11 thoughts on “Multitasking Mommas Git ‘er Dun!

  1. Dana Kolste

    “Moms master combining tasks, without losing the ability to detect and deal with suspicious sounds from other corners of the house and mentally planning up to four events.” I might have cut naptime about an hour short by laughing at this one =)

    1. Mindy Peltier

      Oh, cutting short naptime is dangerous ground. Maybe I should rate my blogs by how far a mouthfull of coffee would go if you were drinking it. Then you could be warned. Glad you laughed, although I think you could probably plan about ten events.

  2. Kendra

    Tell me about it! Even when you land in a wheelchair and only have one good hand…you are still mom.

    1. Mindy Peltier

      And that’s what I admire about you, Kendra! You didn’t let a stroke, a wheelchair or anything else stop you from being an amazing mom. You continue to encourage me to be a better mom! I love how you love your family.

  3. hshroyer

    I needed this today! Thank you! My husband, 3 month old and I currently live in a cozy one-bedroom apartment with no dishwasher; and to do laundry, I must walk a few blocks down the street. I was feeling cramped and discouraged this morning, yet half a century ago, women worked so much harder! I feel that our culture is so instant-gratification that it is even hard to be content and feel comfort in today’s conveniences. As for multitasking, I have a friend who sets a timer for 15 minutes in the evening and her family picks up as much as they can before the timer dings. Seems like a fun and creative way to “tidy up.”

    1. Mindy Post author

      Thanks for commenting today. I’m glad I could bring a little freshment to the early married-new mom stage of life. I went many years without washer/dryer. When someone gave me a washing machine I was THRILLED. Because we lived in KS I could line dry clothes almost all year around. I even had hooks in the kitchen to hang up lines and dry inside if I had to. You learn to make do, to be thankful for what you have and what you don’t have, and focus on the most important thing in your home, those beautiful people! I loved the idea of a timer for clean-up time, it would make it seem more like a game. Thanks for sharing today. Congratulations and blessings in your motherhood!

  4. Koala Bear Writer

    Great tips! I’ve felt this way often. I also often nurse a baby and read to older kids. My girls “help” me with laundry so it becomes a family activity. 🙂 Thanks for sharing!

    1. Mindy Post author

      I was always amazed at how much help a toddler could be. Those frantic moments when Moms hands are full and you need a wipe, a diaper, a towel, make a baby laugh. Plus, it gives them such a sense of belonging to a family, even little ones need to feel loved AND needed.

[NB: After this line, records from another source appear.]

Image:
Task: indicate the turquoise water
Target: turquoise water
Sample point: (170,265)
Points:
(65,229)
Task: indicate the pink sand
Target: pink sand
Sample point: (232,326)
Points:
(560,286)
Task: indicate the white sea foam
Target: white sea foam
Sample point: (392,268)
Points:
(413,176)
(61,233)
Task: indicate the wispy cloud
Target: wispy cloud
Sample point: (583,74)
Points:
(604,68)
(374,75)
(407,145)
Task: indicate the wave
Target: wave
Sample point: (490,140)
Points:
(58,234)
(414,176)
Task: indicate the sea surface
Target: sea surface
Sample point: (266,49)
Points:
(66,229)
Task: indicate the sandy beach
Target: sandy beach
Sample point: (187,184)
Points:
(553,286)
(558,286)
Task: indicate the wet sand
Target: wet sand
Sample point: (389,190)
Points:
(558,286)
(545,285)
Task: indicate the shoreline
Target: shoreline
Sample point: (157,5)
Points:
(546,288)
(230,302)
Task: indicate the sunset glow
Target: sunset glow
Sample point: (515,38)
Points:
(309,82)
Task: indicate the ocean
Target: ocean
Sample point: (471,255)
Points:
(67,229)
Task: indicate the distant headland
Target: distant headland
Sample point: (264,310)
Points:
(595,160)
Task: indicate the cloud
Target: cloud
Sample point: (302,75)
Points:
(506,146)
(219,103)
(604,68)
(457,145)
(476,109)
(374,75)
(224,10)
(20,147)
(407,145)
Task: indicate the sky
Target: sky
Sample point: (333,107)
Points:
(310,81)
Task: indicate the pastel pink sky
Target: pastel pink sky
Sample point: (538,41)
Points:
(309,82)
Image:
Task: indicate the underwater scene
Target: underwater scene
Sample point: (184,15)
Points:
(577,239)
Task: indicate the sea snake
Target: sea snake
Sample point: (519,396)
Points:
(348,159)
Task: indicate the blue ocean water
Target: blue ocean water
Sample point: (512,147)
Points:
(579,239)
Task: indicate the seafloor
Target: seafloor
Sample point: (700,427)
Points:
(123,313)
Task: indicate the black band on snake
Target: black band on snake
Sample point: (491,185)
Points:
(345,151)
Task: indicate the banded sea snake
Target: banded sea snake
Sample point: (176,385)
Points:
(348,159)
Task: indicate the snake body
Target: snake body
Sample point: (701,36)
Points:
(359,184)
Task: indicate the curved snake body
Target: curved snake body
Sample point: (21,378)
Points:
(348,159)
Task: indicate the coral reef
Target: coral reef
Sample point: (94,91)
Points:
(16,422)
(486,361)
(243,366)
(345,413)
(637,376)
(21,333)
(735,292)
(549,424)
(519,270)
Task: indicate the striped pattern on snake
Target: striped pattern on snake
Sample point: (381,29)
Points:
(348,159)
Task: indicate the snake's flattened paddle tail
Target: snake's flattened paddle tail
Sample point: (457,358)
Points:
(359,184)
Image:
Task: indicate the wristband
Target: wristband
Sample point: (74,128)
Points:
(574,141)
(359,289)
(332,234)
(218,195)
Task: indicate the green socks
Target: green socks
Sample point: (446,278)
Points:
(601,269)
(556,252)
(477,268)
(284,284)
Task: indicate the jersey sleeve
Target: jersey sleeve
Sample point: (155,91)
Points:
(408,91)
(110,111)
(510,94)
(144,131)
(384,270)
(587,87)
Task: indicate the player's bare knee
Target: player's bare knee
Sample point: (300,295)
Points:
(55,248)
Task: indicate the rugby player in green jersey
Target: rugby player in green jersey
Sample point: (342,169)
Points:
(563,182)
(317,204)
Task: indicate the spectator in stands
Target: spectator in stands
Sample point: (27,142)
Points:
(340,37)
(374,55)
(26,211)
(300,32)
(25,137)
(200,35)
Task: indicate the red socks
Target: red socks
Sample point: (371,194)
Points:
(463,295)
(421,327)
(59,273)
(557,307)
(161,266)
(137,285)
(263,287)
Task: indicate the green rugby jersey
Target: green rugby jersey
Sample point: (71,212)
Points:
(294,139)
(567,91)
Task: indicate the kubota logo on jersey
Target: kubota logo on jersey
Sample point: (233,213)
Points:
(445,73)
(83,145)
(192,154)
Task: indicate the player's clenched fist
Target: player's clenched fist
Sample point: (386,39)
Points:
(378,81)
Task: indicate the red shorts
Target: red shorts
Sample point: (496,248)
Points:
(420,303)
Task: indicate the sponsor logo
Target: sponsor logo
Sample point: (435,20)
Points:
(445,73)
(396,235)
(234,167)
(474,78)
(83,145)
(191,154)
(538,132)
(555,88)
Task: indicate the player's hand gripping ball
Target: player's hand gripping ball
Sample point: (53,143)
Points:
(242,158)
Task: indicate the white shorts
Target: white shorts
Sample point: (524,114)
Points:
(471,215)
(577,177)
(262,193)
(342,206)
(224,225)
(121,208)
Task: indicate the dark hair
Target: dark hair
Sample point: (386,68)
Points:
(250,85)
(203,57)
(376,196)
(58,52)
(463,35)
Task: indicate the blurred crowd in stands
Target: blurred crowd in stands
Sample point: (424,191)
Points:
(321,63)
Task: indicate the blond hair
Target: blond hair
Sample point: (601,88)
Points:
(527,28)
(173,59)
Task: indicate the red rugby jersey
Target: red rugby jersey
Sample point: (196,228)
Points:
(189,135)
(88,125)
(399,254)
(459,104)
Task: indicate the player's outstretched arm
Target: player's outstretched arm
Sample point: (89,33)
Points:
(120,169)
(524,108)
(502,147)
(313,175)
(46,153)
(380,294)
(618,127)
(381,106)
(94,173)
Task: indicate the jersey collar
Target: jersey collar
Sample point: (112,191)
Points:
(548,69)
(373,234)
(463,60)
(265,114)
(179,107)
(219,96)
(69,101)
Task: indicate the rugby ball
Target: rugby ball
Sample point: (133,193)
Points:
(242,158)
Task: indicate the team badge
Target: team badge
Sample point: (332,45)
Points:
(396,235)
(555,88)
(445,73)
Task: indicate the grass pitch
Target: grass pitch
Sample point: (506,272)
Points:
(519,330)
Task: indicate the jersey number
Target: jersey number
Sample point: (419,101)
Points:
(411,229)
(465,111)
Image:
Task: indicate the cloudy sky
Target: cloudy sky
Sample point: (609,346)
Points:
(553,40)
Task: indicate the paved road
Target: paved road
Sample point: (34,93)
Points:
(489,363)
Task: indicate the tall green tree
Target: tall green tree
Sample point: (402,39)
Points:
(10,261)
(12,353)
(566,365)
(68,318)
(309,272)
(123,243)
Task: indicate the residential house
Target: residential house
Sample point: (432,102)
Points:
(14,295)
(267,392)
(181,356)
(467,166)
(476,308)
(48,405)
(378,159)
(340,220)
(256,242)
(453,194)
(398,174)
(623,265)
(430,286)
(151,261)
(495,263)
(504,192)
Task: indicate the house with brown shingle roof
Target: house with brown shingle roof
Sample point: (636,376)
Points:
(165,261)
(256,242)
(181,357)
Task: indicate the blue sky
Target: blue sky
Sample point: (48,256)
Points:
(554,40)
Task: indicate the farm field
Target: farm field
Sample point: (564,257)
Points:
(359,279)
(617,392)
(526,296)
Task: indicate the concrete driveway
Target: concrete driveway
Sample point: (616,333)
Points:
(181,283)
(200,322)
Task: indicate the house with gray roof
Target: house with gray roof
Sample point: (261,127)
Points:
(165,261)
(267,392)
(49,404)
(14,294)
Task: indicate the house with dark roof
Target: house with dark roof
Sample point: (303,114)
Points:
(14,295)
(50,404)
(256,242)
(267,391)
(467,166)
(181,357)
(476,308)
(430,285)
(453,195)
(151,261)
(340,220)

  5. apronstringsotherthings

    Excellent article, Mindy 🙂 I especially appreciate #4. Interruptions are opportunity for building relationship? wow! who’d’ve thought! But it is very true. I wish I had realized this when my oldest children were young. Thank you for sharing – I’m stopping over from WholeHearted Home

    1. Mindy Post author

      Yes, I, too, wish I would have known this earlier. My youngest is 10 and I fear most things I learned too late in life. Those years fly by so quickly and it is so frantic, it’s hard to have a logical thought at moments. Even now, when I’m writing and the older kids come in my office and sit in my chair I have to remind myself “I want to have a relationship, I want them coming to me for conversation and to tell me about their day.” Thanks for stopping by, I appreciated you leaving an encouraging comment.

  6. WholeHearted Home

    I just wanted to thank you for this encouraging post. I multi-task a lot of the time and sometimes push that ability a little too far…and tonight put something-or-other (likely other) in the pie that just doesn’t taste quite right. UGh!! Thanks for the reminder for safety. Babies do suddenly roll over!!